Beban Ekonomi Akibat TBC yang Kualami
Beban Ekonomi Akibat TBC yang Kualami
Sedih dan bingung, itulah yang sedang saya rasakan akhir-akhir ini. Bagaimana tidak? Kondisi bapak saya semakin hari semakin lemah karena MDR TB yang dideritanya. Memang awalnya kami tidak khawatir soal biaya pengobatan TB-nya selama ini karena masih ditanggung pemerintah dengan jamkesda. Selama setahun berobat ternyata kondisi bapak saya belum ada perubahan. Entah ini karena pengobatan TB yang kurang tepat, pernah putus obat, atau memang penyakitnya sudah menjalar ke bagian lain.

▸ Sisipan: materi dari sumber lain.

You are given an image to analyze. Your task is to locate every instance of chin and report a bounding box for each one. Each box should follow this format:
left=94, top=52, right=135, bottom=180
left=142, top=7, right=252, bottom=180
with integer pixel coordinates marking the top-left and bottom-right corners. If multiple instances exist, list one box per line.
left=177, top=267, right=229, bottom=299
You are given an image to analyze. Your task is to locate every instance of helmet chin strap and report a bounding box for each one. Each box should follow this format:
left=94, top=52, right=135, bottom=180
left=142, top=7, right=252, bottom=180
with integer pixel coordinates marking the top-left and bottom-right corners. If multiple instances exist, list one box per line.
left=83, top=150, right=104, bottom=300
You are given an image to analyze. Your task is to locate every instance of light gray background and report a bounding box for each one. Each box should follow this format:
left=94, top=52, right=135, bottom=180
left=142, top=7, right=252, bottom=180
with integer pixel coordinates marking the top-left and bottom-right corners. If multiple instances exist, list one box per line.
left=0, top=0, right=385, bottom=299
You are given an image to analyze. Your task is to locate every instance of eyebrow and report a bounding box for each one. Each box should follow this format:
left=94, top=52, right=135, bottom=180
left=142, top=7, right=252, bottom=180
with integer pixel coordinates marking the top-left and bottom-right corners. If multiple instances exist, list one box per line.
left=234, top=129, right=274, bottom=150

Beliau sering mengeluh sesak nafas, kelelahan, dan kurang nafsu makan. Nafasnya sering terdengar ngos-ngosan di pagi hari ketika udara dingin. Semakin hari berat badan bapak saya menurun hingga 33 kg di usianya 79 tahun. Menurut artikel yang saya baca penurunan berat badan ini dikarenakan adanya bakteri TB yang berkembang dalam tubuhnya.
Kesalahan terbesar saya adalah lupa memeriksakan bapak saya kembali untuk mengecek apakah paru-paru bapak sudah bersih dari kuman TB atau belum setelah mengonsumsi OAT selama setahun. Mendengar bapak sering mengeluh sesak nafas lagi, saya kembali memeriksakan beliau ke dokter yang menangani di rumah sakit umum setempat.
Dokter kami merujuk bapak untuk tes kebal obat di Solo tetapi karena dahak bapak saya tidak bisa keluar kami pun disuruh pulang kembali ke Blora untuk periksa dahak terlebih dahulu sebelum dibawa kesana lagi. Di Blora pun dahaknya susah keluar meski sudah diberi obat ambroxol dan OBH dari puskesmas. Kami kembali lagi ke rumah sakit dan dokter akhirnya merujuk ke dokter swasta saja di Semarang supaya bisa langsung diambil tindakan lebih cepat dan tidak ribet dengan prosedur.
Setelah berkonsultasi, kecemasan saya timbul saat dokter menyarankan bapak saya untuk menjalani CT Scan paru dengan kontras. Dokter ingin memastikan apakah dengan hasil rontgen bapak saya ini memang karena cenderung TB, bekas TB, atau ada keganasan. Sedangkan untuk menjalani CT Scan ini ternyata kami harus menanggung biaya sendiri. Tak hanya beban ekonomi yang berat yang kami rasakan, tetapi juga beban mental. Kami mengupayakan untuk mengurus BPJS juga tetapi itu tidak membantu, karena meskipun kami menggunakan BPJS masih perlu nombok lagi untuk menjalani CT Scan paru.
Saya mulai berpikir, andaikan kami bisa menjalani CT Scan pun dan jika ternyata memang benar adanya keganasan tersebut, pengobatan akan terus diperlukan sedangkan biaya pun makin bertambah. Kami harus memikirkan biaya transportasi pulang pergi ke rumah sakit di luar kota dan juga memikirkan biaya konsultasi dokternya dan belum lagi biaya-biaya lainnya yang tidak bisa kami bayangkan bagaimana cara kami membayar semua biaya ini? Tak hanya waktu yang tersita, tetapi tenaga, pikiran, dan uang pun terkuras.
Saya juga harus meninggalkan pekerjaan saya demi menemani bapak bolak-balik berobat ke luar kota dan itu artinya tidak ada pemasukan. Akhirnya saya harus berhutang kesana-kemari untuk membayar biaya pengobatan TB bapak diluar pengcoveran BPJS. Beban ekonomi akibat TB sangat kami rasakan dalam keluarga kami.
Oleh sebab itu alangkah lebih baiknya mencegah atau mendeteksi TB sejak dini dan langsung memeriksakan diri ke dokter ketika kita terinfeksi TB dengan gejala batuk lebih dari 2 minggu, demam, keringat dingin di malam hari, dan nafsu makan berkurang hingga mengakibatkan penurunan berat badan. Hal ini dimaksudkan agar beban biaya pengobatannya tidak terlalu besar seperti pengalaman yang saya alami ini.